How quickly can you multiply a \(kn \times n\) matrix by an \(n \times kn\) matrix, using Strassen’s algorithm as a subroutine? Answer the same question with the order of the input matrices reversed.
Suppose \(A\) is a \(kn \times n\) matrix and \(B\) is a \(n \times kn\) matrix. In other words, \(A = \begin {bmatrix} A_1 \\ \vdots \\ A_k \end {bmatrix}\) and \(B = \begin {bmatrix} B_1 \cdots B_k \end {bmatrix}\) where each \(A_i\) and \(B_i\) is a \(n \times n\) matrix. Their product \(C\) is a \(kn \times kn\) matrix of the form \(\begin {bmatrix} A_1B_1 & \cdots & A_1B_k \\ \vdots & \ddots & \vdots \\ A_kB_1 & \cdots & A_kB_k \end{bmatrix}\) and we can use Strassen’s algorithm to compute each term of this matrix.
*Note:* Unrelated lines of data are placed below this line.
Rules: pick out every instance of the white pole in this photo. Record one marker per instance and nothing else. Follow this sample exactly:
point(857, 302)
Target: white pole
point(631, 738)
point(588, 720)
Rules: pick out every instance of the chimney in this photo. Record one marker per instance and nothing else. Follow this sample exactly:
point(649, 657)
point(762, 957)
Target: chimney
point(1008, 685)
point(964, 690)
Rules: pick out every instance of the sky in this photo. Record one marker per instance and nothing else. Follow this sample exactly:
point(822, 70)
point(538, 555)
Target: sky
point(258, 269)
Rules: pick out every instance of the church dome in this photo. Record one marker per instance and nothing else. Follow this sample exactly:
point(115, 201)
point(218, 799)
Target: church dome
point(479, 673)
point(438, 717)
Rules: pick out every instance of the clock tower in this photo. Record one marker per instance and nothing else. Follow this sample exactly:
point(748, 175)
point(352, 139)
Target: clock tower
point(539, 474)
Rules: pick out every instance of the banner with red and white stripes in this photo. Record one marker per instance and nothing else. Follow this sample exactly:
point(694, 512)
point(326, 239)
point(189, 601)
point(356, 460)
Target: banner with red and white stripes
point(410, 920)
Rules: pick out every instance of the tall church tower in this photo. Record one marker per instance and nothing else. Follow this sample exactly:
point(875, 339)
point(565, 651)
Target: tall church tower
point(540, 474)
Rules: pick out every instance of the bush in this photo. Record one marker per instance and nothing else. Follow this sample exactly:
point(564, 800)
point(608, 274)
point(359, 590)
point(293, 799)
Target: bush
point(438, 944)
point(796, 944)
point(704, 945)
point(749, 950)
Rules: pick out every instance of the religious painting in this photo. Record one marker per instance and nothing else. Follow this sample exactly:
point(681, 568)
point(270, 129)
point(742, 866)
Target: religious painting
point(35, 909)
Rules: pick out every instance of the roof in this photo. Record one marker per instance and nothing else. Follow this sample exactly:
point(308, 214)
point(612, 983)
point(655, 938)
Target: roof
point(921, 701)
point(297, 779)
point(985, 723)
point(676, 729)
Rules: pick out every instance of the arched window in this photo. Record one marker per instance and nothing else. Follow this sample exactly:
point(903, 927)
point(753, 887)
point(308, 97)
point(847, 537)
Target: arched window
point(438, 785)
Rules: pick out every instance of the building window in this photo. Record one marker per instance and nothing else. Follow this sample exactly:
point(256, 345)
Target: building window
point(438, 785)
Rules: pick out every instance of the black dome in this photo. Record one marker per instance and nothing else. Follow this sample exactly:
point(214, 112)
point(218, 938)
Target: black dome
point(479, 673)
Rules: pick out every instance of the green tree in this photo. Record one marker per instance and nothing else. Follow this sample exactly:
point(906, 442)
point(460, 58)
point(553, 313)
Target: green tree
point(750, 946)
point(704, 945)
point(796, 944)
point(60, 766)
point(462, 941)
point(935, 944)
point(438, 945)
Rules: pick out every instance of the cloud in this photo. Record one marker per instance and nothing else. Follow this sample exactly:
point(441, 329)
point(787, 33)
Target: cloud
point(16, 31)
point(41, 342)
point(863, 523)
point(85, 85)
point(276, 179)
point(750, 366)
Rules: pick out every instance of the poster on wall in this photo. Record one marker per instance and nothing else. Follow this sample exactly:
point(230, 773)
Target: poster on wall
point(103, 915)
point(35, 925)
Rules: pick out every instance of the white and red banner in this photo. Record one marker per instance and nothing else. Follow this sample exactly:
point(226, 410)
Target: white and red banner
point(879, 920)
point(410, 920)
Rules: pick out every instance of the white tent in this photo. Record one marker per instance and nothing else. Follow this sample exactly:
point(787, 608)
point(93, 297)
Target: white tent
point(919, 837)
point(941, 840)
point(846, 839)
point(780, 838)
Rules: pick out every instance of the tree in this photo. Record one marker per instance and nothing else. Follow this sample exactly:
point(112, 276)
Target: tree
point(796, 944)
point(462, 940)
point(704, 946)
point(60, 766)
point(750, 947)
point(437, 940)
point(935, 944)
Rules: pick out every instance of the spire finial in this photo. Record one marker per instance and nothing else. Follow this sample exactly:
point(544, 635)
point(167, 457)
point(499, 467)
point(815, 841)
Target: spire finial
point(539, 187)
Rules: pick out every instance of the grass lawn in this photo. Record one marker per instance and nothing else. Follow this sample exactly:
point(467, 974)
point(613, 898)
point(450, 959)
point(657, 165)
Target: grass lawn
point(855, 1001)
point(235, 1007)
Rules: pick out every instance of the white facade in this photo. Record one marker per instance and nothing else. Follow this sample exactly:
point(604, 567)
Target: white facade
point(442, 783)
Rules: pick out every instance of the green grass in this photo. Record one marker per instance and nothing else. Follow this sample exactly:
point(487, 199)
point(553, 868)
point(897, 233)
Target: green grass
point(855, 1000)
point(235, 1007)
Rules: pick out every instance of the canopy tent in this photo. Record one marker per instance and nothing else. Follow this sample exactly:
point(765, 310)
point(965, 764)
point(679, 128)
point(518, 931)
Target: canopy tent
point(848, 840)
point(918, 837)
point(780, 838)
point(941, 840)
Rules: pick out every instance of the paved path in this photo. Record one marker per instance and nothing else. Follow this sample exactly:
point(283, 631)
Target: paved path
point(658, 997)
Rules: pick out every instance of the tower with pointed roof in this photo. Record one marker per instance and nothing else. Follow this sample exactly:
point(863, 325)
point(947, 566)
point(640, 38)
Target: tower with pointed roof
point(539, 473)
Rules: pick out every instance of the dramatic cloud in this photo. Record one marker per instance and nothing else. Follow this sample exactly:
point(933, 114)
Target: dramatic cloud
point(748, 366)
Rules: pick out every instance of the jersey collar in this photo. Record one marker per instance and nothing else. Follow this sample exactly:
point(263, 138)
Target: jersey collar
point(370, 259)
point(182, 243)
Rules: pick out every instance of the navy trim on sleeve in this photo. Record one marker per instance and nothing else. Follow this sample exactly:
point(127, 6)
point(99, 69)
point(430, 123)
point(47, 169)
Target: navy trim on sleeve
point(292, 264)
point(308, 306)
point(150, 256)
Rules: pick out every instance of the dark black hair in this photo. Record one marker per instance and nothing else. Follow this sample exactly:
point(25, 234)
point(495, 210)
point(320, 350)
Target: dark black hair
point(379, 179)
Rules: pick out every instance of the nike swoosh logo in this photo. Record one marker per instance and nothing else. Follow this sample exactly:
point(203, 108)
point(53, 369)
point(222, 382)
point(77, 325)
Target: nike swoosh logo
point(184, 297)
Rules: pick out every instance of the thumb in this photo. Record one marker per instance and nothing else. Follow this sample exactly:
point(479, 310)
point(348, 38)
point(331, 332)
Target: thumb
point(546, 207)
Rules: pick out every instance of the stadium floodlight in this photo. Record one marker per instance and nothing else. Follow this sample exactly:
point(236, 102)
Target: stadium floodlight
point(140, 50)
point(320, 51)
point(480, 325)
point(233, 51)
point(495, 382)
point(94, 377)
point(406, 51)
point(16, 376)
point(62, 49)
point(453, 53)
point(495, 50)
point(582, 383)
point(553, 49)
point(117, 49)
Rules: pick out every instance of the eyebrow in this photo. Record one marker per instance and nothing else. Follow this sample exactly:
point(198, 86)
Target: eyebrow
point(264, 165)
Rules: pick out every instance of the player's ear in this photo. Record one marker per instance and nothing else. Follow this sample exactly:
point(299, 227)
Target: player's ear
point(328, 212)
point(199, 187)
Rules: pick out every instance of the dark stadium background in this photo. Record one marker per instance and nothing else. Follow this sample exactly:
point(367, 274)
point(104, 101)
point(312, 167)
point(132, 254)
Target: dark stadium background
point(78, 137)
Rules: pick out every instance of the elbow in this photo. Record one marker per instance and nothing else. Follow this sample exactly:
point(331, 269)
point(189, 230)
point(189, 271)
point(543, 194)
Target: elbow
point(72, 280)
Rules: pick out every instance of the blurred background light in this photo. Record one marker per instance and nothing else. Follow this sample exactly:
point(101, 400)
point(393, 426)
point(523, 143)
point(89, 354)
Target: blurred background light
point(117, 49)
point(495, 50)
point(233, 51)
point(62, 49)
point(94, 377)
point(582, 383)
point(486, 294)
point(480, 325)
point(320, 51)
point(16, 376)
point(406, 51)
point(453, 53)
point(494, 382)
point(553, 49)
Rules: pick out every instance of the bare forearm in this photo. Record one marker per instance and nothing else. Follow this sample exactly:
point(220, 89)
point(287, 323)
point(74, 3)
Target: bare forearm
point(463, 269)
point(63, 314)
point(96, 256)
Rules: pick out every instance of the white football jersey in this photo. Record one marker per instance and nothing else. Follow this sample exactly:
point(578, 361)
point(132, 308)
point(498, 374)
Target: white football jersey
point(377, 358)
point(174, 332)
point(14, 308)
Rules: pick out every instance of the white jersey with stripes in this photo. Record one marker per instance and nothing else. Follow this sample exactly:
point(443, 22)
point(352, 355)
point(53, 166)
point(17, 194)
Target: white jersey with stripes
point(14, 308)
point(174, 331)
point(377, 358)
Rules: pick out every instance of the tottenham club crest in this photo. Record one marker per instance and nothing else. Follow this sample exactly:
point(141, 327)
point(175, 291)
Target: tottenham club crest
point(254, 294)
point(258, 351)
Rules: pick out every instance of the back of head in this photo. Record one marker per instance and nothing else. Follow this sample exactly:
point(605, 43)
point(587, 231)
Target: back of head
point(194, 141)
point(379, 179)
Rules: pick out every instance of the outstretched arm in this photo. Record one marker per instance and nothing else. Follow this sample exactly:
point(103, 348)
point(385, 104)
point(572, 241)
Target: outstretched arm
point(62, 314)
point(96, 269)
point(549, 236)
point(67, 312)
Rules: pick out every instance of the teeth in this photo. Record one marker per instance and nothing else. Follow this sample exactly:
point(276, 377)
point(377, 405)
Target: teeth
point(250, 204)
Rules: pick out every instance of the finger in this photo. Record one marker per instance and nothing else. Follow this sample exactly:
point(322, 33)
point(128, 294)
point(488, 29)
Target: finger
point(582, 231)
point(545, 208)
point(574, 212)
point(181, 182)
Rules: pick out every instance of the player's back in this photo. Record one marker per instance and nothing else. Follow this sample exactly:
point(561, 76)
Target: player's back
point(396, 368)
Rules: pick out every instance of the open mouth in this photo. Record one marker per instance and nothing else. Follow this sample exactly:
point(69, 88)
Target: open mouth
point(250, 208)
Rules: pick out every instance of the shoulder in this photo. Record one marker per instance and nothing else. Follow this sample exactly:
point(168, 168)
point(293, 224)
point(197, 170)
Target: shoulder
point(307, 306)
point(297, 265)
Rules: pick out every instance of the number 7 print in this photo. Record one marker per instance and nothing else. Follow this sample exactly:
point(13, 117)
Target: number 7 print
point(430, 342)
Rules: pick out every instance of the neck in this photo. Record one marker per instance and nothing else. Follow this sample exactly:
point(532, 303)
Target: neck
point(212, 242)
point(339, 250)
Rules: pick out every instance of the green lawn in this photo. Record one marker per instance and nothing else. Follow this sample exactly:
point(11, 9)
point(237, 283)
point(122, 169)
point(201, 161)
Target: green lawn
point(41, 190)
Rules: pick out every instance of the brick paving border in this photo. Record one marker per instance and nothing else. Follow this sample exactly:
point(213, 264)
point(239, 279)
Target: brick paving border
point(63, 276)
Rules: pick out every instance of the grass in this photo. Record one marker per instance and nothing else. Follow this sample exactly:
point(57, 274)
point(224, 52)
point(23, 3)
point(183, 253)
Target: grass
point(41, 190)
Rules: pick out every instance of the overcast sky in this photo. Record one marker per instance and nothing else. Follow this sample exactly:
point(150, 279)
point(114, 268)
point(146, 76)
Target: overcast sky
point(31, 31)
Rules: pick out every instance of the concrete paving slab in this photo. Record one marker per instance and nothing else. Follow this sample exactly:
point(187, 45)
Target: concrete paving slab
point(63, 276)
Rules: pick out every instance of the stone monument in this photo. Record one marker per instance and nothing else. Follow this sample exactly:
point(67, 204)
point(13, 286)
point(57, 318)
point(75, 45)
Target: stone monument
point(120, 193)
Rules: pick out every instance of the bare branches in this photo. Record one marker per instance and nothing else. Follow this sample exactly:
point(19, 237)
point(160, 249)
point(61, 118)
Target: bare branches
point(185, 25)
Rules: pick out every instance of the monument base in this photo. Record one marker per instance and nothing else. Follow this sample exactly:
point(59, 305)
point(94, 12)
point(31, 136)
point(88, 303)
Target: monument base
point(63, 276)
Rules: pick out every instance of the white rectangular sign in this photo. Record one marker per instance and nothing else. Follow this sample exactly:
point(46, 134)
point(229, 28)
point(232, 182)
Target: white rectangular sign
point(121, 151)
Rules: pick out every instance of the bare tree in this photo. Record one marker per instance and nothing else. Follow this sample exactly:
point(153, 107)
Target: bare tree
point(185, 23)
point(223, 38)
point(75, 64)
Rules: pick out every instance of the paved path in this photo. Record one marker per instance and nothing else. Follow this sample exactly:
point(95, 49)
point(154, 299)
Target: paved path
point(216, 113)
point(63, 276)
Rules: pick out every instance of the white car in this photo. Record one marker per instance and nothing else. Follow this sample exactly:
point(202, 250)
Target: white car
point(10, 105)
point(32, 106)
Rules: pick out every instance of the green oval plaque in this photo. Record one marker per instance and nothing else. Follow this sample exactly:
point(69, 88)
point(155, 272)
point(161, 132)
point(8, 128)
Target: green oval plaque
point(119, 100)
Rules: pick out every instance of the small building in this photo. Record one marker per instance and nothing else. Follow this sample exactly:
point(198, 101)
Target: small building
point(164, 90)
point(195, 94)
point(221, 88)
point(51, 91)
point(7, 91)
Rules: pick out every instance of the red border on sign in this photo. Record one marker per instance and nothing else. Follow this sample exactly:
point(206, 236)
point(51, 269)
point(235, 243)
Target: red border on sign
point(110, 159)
Since there are \(k^2\) terms to compute via Strassen’s algorithm, we know that this will take \(\Theta(k^2 n^{\lg7})\) time.
Computing \(B \cdot A\) will result in an \(n \times n\) matrix which we calculate as \(C = \sum\limits_{i=1}^{k}B_{i} \cdot A_{i}\). We can use Strassen’s algorithm to compute each of these \(k\) matrix products, and therefore \(B \cdot A\) can be computed in \(\Theta(k n^{\lg7})\) time.